境内には、その他、明治4(1871)年の観音堂屋根改修記念碑、昭和46年の小室観音堂記念碑、延命地蔵尊などがある。
創立は不明だが、元禄15(1702)年札所の5番となったという。
本尊は、高さ1mの木造で、体内には、三体の木造仏と、2枚の木札が納められているという。
この観音は、正兵衛という漁夫が、南国土佐の沖合いで、青白い光を放つ3mほどの霊木を拾った。
木の皮を火中に投げると、天上界の妙香をかぐようで、わが国では見たことのない銘木。
これを聞いた聖徳太子は、「それは昔、天竺の普陀落山、つまり、観音様のお浄土に植えておいた赤栴檀の木である。浅からぬ宿縁によって、私を慕って流れてきたものであろう。

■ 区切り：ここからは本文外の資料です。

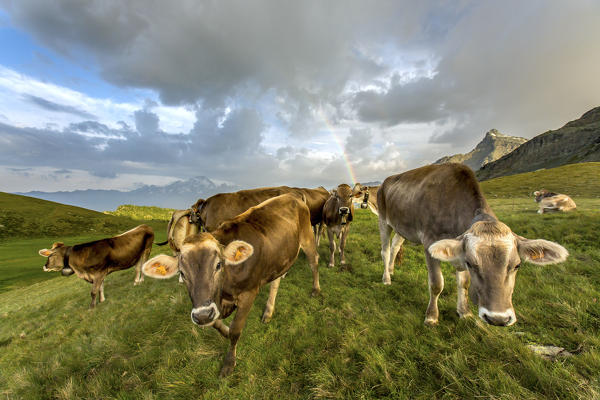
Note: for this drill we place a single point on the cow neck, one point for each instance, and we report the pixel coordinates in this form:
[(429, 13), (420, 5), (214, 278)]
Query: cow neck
[(66, 257)]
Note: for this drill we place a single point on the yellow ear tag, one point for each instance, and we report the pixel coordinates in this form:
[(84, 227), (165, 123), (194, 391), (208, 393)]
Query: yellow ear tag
[(161, 270), (536, 255)]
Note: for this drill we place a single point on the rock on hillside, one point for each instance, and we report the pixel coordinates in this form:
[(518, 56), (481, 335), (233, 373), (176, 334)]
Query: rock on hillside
[(577, 141), (493, 146)]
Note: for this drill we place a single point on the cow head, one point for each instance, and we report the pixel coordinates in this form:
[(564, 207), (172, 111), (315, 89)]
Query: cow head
[(343, 196), (56, 256), (203, 264), (194, 216), (540, 194), (492, 254)]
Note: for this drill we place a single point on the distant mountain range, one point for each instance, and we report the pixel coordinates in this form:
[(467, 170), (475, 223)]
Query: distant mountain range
[(179, 194), (577, 141), (493, 146)]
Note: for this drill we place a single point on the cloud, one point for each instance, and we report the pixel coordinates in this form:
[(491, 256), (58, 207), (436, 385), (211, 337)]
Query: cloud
[(242, 86), (52, 106)]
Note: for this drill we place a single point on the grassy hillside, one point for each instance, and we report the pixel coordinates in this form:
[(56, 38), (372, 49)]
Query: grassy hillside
[(576, 180), (28, 224), (142, 212), (359, 339)]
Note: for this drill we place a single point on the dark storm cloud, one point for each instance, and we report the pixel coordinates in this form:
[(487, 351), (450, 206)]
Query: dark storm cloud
[(458, 68), (52, 106)]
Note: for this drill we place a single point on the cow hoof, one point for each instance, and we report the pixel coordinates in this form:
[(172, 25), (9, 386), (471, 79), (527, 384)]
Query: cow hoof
[(226, 371), (266, 319)]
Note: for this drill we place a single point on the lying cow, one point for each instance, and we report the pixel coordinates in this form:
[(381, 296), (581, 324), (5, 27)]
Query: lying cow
[(338, 213), (443, 207), (550, 201), (92, 261), (225, 269)]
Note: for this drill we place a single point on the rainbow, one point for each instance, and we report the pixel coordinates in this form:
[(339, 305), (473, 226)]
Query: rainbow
[(338, 141)]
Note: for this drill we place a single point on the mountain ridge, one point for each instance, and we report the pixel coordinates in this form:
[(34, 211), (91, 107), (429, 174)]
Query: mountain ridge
[(493, 146)]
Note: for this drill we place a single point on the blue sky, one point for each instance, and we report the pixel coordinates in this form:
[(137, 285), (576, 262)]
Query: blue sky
[(106, 94)]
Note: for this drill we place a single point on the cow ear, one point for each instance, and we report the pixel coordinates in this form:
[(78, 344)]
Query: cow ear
[(540, 251), (237, 252), (45, 252), (447, 250), (161, 267)]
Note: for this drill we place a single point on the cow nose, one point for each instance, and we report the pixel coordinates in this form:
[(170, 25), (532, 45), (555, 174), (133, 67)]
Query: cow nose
[(205, 315)]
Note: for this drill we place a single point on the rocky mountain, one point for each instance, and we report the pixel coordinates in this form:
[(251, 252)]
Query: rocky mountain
[(179, 194), (493, 146), (577, 141)]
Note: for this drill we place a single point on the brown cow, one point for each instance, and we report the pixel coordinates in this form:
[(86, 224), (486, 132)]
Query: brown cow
[(211, 212), (442, 207), (179, 227), (338, 213), (92, 261), (550, 201), (225, 269)]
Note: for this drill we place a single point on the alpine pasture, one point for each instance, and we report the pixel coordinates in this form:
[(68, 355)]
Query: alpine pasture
[(358, 339)]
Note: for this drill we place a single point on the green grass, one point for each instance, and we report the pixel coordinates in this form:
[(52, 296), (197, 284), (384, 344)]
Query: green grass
[(142, 212), (359, 339), (28, 224), (576, 180)]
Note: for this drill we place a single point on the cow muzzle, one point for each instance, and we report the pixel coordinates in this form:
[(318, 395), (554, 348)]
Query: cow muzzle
[(505, 318), (205, 315), (344, 212)]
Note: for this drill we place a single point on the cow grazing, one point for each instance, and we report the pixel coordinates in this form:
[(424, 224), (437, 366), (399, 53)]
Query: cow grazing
[(338, 213), (224, 269), (94, 260), (550, 201), (442, 207)]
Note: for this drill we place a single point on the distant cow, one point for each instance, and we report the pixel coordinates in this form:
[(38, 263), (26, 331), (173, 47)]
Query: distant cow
[(443, 207), (338, 213), (225, 269), (550, 201), (92, 261)]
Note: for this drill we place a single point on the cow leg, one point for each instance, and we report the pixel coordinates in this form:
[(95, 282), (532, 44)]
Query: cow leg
[(318, 231), (331, 237), (102, 298), (397, 242), (463, 281), (139, 277), (246, 299), (309, 247), (222, 328), (384, 233), (345, 232), (436, 285), (270, 307), (96, 285)]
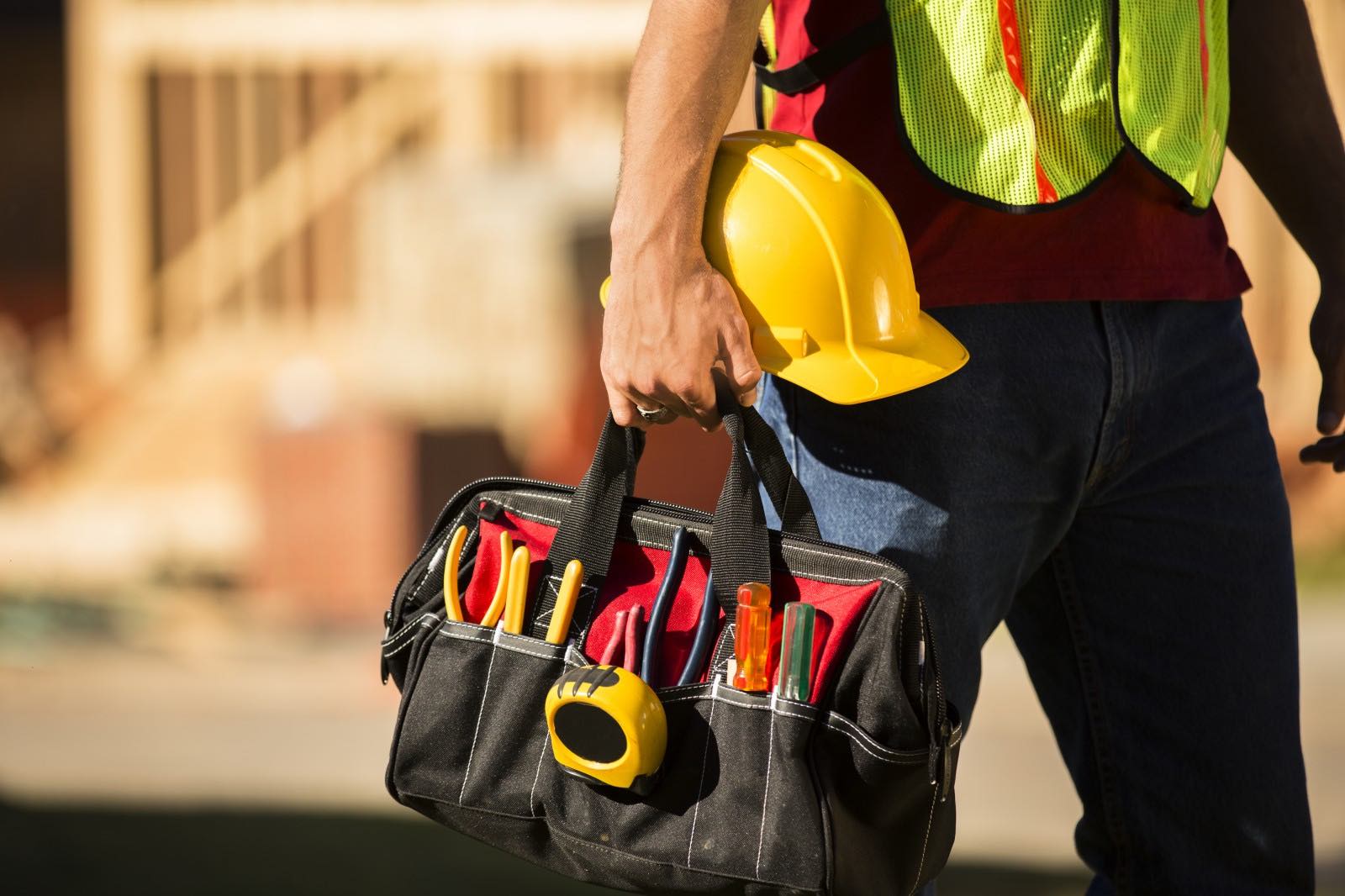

その霊木を都まで持ってきてもらいたい」と、いわれた。
霊木は都に運ばれ、当時有名な仏像彫刻師鳥仏師が二体の観音像を作った。
太子は、一体を天皇のご内仏に献呈し、一体を自身の念持仏とした。
この念持仏こそが、後日、太子が武蔵野を横切った際に愛馬が霊験を現わした土地、伊奈町小室の里に移されたものだという。
しかし、大正15年に鑑定した結果では、足利時代前記(14世紀末〜15世紀前半)の作といわれている。
この境内の奥には、小貝戸貝塚がある。 約7000年前、人が住んでいた跡であり、土器、石斧などの出土品も多く、大正13(1924)年に県史跡に指定された。
寺伝によると、岩槻市慈恩寺の末寺で、開山は応仁以後(1467)〜慶長以前(1596)年、と推定される。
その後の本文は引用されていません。